Chronique d'une journée anormalement normale
Vers 8h00, j’enfourne mon vélo et commence un dangereux périple en direction de l’école, parcours jalonné de multiples dangers : voitures en double file, motos traçantes et rasantes, refus de priorités, gaz d’échappement, rues étroites, absences quasi-totale de voies ou pistes cyclables, absence quasi-totale de considération pour les deux roues, loi du plus fort, conduites inconsidérées, un chauffard qui me percute puis s’en va, un autre qui hurle car je n’ai pas à être percuté à un endroit où je lui fait perdre du temps, un scooter qui slalome entre les voitures arrêtées au rouge et finit sa course dans un landau poussée par une maman sur les clous…
Jusque là, tout est anormalement normal.
Sans me déconcentrer des dangers potentiels, je note quelques évènements intéressants.

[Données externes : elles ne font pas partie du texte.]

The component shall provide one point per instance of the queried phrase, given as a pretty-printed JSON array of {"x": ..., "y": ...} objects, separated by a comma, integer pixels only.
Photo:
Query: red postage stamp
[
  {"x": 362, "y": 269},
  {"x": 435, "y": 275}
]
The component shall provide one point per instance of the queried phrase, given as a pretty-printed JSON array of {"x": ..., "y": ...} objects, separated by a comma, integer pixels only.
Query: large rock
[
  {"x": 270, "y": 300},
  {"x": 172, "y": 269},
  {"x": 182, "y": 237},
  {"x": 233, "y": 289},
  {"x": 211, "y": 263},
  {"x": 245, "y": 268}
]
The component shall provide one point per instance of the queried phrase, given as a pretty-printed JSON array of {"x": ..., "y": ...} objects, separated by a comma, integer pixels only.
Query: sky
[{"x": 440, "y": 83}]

Ici l’eau coule abondamment dans le caniveau et pas d’homme fluo en vue pour le balayage. Là des poubelles débordent, des déchets s’entassent, on continue d’entasser, les poubelles débordent de plus belle, on continue d’entasser. Ici encore, des piétons voudraient bien traverser mais ils n’osent pas, ne s’autorisent pas, ne le conçoivent même pas… les voitures s’arrêtent rarement sauf si le piéton est bien roulé. Là, des voitures qui s’engagent sur le carrefour alors que ça se voit, ça va bloquer. Ça y est c’est complètement bloqué, mais fallait y aller, on va quand même pas laisser passer l’autre c… Symphonie de klaxons, tout le monde s’énerve, déboîte, joue des coudes. Un peu de courtoisie et de respect du code Rousseau, un peu de jujotte … (en voiture ?).
Devant l’école, des parents attendent déjà. Véhicule en double file, c’est inévitable. La meilleure place de parking est juste devant la porte, sur le passage piéton. Il suffisait d’y penser.
Aujourd’hui, une intervenante envoyée par la municipalité enseigne la sécurité routière aux enfants, où comment traverser une rue sans mourir, vaste programme. Pendant la phase pratique, sur le dit passage piéton, une seule voiture sur les huit qui passèrent s’arrêta pour laisser traverser les enfants. CQFD.
Fin de journée. Je refais le chemin en sens inverse, mais les dangers sont identiques, faut pas rêver. Les conducteurs sont encore plus énervés. Aller bosser le matin, c’est tranquille. Mais rentrer à la maison, fatigué par son travail, c’est pressé.
Fin de journée et aussi fin de semaine, ce soir c’est total chao dans la rue. On est dans le quartier des noctambules, les pros du code de la route et du civisme. Y’a qu’à se pencher au balcon pour constater les dégâts. Trois voitures en épi sur la place pour handicapés, plus un seul passage pour piétons accessible, trottoirs pris d’assauts quand c’est possible, double file en file indienne et sans scrupules, containers inaccessibles aux éboueurs, concert de klaxon des voitures bloquées par les indiens. Pas de doute on est dans la jungle.
Pendant ce temps les poubelles débordent et l’eau continue de couler dans le caniveau.
Il est 23h37 et tout est anormalement normal.